Inoltre, De Santis aggiunge: “L’unica cosa che non avrei dovuto fare è stata raccogliere un fumogeno e rilanciarlo verso un pullman parcheggiato sul controviale che chiudeva completamente l’accesso. Improvvisamente sono spuntate almeno 30 persone. Se fosse andata come sostiene chi mi accusa, avrei dovuto sparare al primo che mi capitava, no?” L’ex ultrà romanista riferisce di essere fuggito e raggiunto da quelle persone; di avere preso “le prime bastonate e coltellate” e, mentre tentava di chiudere il cancello di accesso all’area dove abitava, “una gamba è rimasta sotto e si è staccata quasi completamente dal corpo. Ho arrancato per qualche metro e li ho avuti ancora addosso. Ero convinto di vivere gli ultimi momenti della vita.
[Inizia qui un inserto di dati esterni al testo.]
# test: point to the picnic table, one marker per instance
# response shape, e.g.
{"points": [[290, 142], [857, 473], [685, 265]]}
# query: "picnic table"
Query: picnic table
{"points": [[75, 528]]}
Se non avessi premuto quel grilletto sarei morto”.
“Penso sempre a quel giorno – prosegue – e questa è e rimane una tragedia per tutti. Per la famiglia di Ciro e anche per la mia. A volte mi domando: se per salvarmi la vita, oltre alle sofferenze fisiche, devo veder soffrire tanto, non era meglio che mi avessero ammazzato?”
No, “signor” de Santis, si sbaglia di grosso: quel giorno non doveva morire nessuno.
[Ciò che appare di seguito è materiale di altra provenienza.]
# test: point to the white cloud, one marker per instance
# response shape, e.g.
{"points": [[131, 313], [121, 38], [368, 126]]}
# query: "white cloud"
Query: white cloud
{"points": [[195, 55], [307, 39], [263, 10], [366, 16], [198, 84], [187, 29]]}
Quel giorno doveva solo serenamente svolgersi un incontro sportivo.
E questo è quanto sarebbe accaduto se lei non avesse fatto irruzione lungo quella strada, come il provvedimento restrittivo che pendeva sul suo capo le imponeva, per giunta armato di pistola ed animato da un viscerale e cruento desiderio di vendetta, così come antecedentemente preannunciato da lei e dai suoi “compagni di setta” su quei forum dei quali eravate assidui frequentatori e che, come per magia, si sono dissolti nel nulla, negli attimi immediatamente successivi all’escalation raggiunta dalla sua follia omicida.
“Ci scapperà il morto”.
Questa “la profezia” che aleggiava sul web e nel cielo di Roma e che tragicamente si è avverata.
Se vuole debellare effettivamente il suo senso di colpa, tiri fuori il coraggio necessario per dare voce alla verità ed esterni le reali motivazioni alla base dell’agguato pianificato e portato a termine, da lei ed almeno altri quattro complici ai danni dei tifosi del Napoli.
Ora più che mai, al cospetto di ricostruzioni vaghe, poco attendibili e che oltraggiano la memoria di un tifoso come tanti che quel giorno è andato a Roma solo per assistere ad una partita di calcio, Napoli, i napoletani e quell’Italia che non inneggia al Vesuvio, ma che fortemente vuole credere che in questo Paese esista ancora un senso di giustizia e la capacità da parte della legge di conferirgli tangibile espressione, devono fondersi in un unico, forte, sentito ed inamovibile intento: “Verità e giustizia per Ciro Esposito.”